How a college-based team of students, faculty and volunteers bested government intelligence community prognosticators and gave birth to Superforecasting
A husband-and-wife team of scientists became giants in the field of forecasting by creating and overseeing the Good Judgment Project, a massive and lengthy academic inquiry into how to train predictors and improve their predictions. In the process, they coined and popularized the term “Superforecasting” and spawned a company that provides forecasts for businesses and governments.
“The story started in the summer of 2009,” recalls Barbara Mellers, one half of the research duo. “My husband, Phil Tetlock, and I decided to apply for a contract with IARPA.” That’s the government’s Intelligence Advanced Research Projects Activity, an entity she describes as “the little sister to DARPA,” the much larger Defense Advanced Research Projects Agency.
“We put this grant together as a chance to work together on something that interested both of us,” notes Mellers. She and her husband both teach psychology, and they’re both cross-appointed at the University of Pennsylvania to the School of Arts and Sciences and The Wharton School.
They were seeking funds that IARPA awards to projects of interest to the intelligence community. Unlike DARPA, which tends to keep its research classified, IARPA shares some of its findings with the public, which fits with the mission of academia. But a slight misalignment arose when IARPA took three or four months to notify Mellers and Tetlock that their application for a project had been accepted.
The delay made things a little “awkward” as Mellers remembers it. By then, She and Tetlock were leaving the University of California at Berkeley to assume their current positions at Penn. Some of the funding had to filter through UC Berkeley, so the project initially included five or 10 students and faculty members from that school under the direction of Prof. Don Moore. Mellers and Tetlock recruited 20 or 25 students and faculty from Penn, as she tells it. Contingents from Rice University, Hebrew University and other institutions later joined the project.
Tournament of forecasting
They were working on what IARPA calls an ACE tournament, which stands for Aggregative Contingent Estimation. Think of it as five university-led teams competing to come up with the best probabilistic geopolitical forecasts from a large, dispersed crowd of volunteers.
The project got underway in 2011 and continued until 2015. After the second year, IARPA eliminated funding for all of the university groups other than the Mellers and Tetlock contingent from Penn. They were declared the winners and for another two years IARPA continued to help fund their research as they competed against control groups and intelligence analysts while also attempting to match or surpass benchmarks.
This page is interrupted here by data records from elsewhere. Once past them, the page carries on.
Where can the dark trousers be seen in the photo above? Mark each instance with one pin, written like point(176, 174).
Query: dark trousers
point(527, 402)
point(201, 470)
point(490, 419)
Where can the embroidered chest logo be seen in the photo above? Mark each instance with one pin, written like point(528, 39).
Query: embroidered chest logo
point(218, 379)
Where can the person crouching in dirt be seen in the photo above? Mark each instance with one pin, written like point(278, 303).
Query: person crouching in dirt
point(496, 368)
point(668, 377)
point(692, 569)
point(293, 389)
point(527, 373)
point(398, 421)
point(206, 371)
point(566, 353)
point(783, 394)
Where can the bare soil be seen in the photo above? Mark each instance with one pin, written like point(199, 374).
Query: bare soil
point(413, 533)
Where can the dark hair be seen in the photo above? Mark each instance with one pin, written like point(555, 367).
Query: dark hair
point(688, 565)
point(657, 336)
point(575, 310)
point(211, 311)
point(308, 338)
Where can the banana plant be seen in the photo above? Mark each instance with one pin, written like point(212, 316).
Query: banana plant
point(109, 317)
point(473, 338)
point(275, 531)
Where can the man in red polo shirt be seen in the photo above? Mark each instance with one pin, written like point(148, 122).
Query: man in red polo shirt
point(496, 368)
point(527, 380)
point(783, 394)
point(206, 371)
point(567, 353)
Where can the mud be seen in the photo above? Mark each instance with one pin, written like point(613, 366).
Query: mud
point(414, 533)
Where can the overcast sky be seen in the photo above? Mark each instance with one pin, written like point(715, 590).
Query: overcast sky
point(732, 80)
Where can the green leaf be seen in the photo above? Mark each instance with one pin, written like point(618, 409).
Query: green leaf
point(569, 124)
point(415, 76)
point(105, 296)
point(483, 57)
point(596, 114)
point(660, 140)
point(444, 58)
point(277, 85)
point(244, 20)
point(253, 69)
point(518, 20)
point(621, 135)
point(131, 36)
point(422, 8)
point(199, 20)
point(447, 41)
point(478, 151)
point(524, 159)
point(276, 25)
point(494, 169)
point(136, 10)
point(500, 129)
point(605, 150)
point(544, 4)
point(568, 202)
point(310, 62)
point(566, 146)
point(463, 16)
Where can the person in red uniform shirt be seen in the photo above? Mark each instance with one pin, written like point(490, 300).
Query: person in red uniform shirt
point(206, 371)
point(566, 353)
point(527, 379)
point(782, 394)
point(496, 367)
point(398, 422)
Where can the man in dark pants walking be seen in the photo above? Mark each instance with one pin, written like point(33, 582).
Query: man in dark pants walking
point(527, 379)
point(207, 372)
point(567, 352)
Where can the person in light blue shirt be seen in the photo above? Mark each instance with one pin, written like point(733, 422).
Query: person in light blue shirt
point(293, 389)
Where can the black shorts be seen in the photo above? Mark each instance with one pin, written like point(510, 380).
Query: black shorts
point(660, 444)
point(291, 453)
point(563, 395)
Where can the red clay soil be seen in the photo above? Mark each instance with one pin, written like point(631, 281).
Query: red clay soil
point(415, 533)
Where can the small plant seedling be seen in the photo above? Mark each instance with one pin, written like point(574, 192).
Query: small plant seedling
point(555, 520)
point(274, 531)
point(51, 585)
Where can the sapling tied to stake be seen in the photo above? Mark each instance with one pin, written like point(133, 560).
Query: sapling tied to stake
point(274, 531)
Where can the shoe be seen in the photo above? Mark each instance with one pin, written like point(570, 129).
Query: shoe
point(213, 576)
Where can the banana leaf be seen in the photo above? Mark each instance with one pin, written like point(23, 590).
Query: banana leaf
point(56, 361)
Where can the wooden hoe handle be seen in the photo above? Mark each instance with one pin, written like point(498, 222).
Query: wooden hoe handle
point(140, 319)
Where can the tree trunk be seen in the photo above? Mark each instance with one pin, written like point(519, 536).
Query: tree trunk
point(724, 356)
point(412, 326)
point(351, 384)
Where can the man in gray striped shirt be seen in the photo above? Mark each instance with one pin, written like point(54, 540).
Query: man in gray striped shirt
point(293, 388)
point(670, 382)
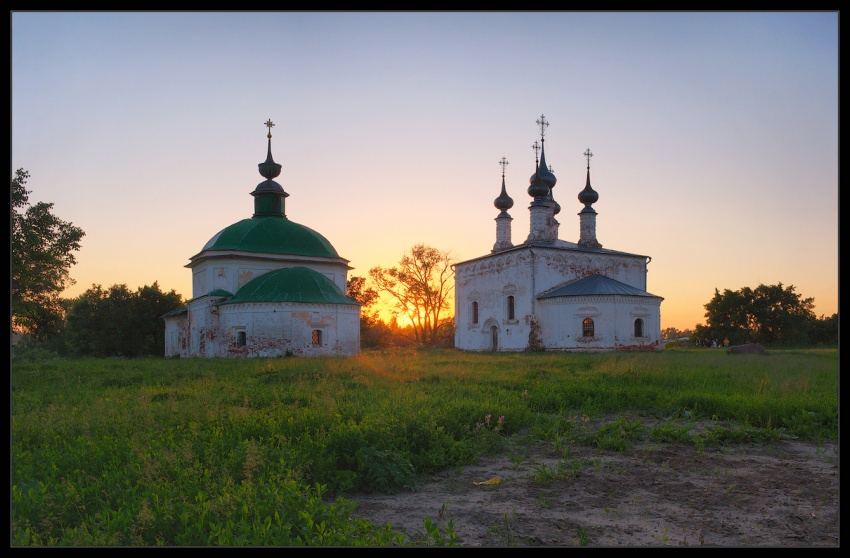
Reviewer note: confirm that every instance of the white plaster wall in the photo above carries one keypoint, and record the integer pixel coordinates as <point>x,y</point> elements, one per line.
<point>273,329</point>
<point>527,272</point>
<point>177,336</point>
<point>561,320</point>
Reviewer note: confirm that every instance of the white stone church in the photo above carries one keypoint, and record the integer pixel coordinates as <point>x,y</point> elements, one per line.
<point>551,294</point>
<point>266,286</point>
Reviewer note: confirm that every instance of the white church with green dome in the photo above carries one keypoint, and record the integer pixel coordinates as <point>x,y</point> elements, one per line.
<point>266,286</point>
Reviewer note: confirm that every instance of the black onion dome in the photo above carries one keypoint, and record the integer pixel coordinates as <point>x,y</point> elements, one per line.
<point>545,174</point>
<point>504,201</point>
<point>269,169</point>
<point>538,188</point>
<point>588,195</point>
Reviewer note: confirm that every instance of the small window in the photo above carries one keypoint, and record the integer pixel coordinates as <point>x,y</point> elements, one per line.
<point>638,328</point>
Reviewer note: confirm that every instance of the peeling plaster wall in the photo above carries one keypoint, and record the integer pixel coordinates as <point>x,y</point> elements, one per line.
<point>614,322</point>
<point>275,329</point>
<point>529,271</point>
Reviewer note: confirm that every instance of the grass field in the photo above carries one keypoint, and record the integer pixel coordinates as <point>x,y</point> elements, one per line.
<point>199,452</point>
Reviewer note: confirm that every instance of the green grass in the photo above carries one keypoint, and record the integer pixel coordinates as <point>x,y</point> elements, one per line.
<point>201,452</point>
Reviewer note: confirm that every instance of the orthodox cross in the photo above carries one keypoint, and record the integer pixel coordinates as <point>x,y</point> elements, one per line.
<point>543,125</point>
<point>588,154</point>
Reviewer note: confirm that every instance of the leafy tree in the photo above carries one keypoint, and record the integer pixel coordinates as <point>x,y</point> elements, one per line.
<point>42,255</point>
<point>824,330</point>
<point>118,322</point>
<point>768,314</point>
<point>421,286</point>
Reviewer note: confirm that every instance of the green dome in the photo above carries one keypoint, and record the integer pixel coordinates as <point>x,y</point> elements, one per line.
<point>273,235</point>
<point>293,284</point>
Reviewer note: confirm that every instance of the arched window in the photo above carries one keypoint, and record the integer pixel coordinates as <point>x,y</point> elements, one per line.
<point>587,329</point>
<point>639,328</point>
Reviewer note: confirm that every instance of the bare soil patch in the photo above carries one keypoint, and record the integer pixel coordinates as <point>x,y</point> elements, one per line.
<point>783,494</point>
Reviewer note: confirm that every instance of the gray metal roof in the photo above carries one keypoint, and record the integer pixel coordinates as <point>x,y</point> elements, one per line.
<point>595,285</point>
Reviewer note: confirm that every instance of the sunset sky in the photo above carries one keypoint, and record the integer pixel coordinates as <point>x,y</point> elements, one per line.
<point>714,135</point>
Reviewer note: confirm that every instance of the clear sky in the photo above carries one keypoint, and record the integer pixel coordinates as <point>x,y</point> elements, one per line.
<point>714,135</point>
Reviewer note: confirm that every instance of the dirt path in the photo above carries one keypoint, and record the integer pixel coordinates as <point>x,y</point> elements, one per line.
<point>783,494</point>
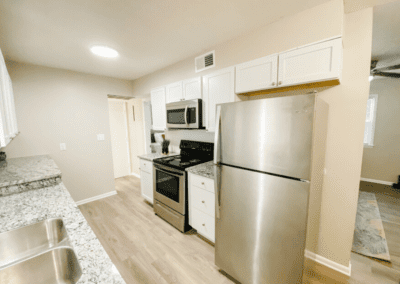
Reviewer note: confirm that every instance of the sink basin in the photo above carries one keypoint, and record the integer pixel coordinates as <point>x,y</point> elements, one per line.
<point>55,266</point>
<point>21,243</point>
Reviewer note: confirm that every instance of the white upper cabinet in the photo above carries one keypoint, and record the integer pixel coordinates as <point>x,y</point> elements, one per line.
<point>192,88</point>
<point>259,74</point>
<point>313,63</point>
<point>8,120</point>
<point>218,88</point>
<point>158,110</point>
<point>174,92</point>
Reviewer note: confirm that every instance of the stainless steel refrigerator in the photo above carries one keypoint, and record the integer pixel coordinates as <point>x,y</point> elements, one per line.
<point>263,159</point>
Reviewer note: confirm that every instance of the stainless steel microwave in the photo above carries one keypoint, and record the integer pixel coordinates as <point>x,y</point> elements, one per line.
<point>185,114</point>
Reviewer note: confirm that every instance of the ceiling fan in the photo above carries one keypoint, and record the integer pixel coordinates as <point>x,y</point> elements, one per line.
<point>382,71</point>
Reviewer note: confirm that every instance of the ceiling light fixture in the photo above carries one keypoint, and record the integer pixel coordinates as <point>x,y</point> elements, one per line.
<point>104,51</point>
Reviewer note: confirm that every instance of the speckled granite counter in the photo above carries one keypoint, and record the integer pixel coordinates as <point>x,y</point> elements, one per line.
<point>205,170</point>
<point>152,156</point>
<point>22,174</point>
<point>33,206</point>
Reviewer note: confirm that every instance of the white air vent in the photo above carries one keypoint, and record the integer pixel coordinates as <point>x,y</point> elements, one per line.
<point>205,61</point>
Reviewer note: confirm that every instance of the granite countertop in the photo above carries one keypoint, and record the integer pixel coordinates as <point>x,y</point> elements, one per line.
<point>205,170</point>
<point>33,206</point>
<point>152,156</point>
<point>28,169</point>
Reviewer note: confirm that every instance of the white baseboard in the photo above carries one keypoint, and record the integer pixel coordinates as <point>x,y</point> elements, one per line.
<point>135,175</point>
<point>346,270</point>
<point>111,193</point>
<point>377,181</point>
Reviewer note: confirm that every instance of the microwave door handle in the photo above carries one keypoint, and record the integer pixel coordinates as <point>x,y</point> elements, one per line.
<point>186,114</point>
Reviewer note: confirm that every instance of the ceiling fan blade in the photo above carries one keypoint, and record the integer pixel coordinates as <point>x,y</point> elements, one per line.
<point>386,74</point>
<point>387,68</point>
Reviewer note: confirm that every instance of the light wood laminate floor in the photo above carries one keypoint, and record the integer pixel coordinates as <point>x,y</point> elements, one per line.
<point>146,249</point>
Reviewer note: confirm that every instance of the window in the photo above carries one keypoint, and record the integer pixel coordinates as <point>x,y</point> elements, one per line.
<point>370,121</point>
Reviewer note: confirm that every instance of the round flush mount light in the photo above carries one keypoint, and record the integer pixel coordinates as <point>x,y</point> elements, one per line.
<point>104,51</point>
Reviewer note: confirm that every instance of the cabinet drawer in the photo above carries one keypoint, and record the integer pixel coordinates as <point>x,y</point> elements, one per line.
<point>203,200</point>
<point>202,182</point>
<point>204,224</point>
<point>146,166</point>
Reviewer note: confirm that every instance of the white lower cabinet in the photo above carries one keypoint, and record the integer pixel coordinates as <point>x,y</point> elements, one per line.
<point>202,206</point>
<point>146,179</point>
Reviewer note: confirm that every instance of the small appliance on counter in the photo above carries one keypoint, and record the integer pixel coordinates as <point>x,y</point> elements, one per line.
<point>185,114</point>
<point>170,182</point>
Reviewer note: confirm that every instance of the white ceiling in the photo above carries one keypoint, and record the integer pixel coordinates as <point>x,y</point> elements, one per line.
<point>148,34</point>
<point>386,35</point>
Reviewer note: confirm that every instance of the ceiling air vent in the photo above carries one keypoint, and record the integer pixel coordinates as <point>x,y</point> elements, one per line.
<point>205,61</point>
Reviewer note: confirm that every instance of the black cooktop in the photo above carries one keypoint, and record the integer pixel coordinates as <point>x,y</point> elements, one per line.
<point>192,153</point>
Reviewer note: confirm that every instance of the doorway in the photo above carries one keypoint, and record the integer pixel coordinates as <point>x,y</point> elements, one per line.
<point>119,137</point>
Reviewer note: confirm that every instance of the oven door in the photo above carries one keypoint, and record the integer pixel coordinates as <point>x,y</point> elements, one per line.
<point>184,114</point>
<point>170,187</point>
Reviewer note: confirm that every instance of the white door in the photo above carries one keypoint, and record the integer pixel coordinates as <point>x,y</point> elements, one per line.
<point>158,108</point>
<point>192,88</point>
<point>119,137</point>
<point>314,63</point>
<point>259,74</point>
<point>218,88</point>
<point>174,92</point>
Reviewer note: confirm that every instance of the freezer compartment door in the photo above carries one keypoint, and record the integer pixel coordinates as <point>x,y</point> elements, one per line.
<point>260,234</point>
<point>270,135</point>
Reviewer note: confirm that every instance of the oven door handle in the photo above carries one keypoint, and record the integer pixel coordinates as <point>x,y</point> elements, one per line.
<point>169,172</point>
<point>186,114</point>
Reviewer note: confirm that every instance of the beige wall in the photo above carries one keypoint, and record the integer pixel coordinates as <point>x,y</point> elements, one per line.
<point>382,162</point>
<point>55,106</point>
<point>136,133</point>
<point>338,141</point>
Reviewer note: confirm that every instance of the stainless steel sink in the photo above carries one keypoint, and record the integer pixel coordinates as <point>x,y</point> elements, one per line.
<point>56,266</point>
<point>40,253</point>
<point>20,243</point>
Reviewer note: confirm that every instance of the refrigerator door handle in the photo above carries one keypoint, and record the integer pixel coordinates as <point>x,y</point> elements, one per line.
<point>217,160</point>
<point>186,114</point>
<point>217,145</point>
<point>217,186</point>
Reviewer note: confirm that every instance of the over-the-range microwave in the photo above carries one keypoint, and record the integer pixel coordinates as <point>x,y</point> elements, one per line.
<point>185,114</point>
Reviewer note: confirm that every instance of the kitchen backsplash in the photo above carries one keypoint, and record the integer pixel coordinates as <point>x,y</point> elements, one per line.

Superforecasters come from all walks of life—one worked as a plumber and another as a professor of mathematics.
Meanwhile, IARPA set up a prediction market inside the intelligence community. It operated on two levels, depending upon the security clearances of the participants. That meant the university group and the intelligence analysts were basing predictions on the same questions, but the latter had more information because of their security clearances. Just the same, the Good Judgment Project Superforecasters were 30% better than the intelligence analysts. “That was the good news and the bad news,” Mellers wryly suggests.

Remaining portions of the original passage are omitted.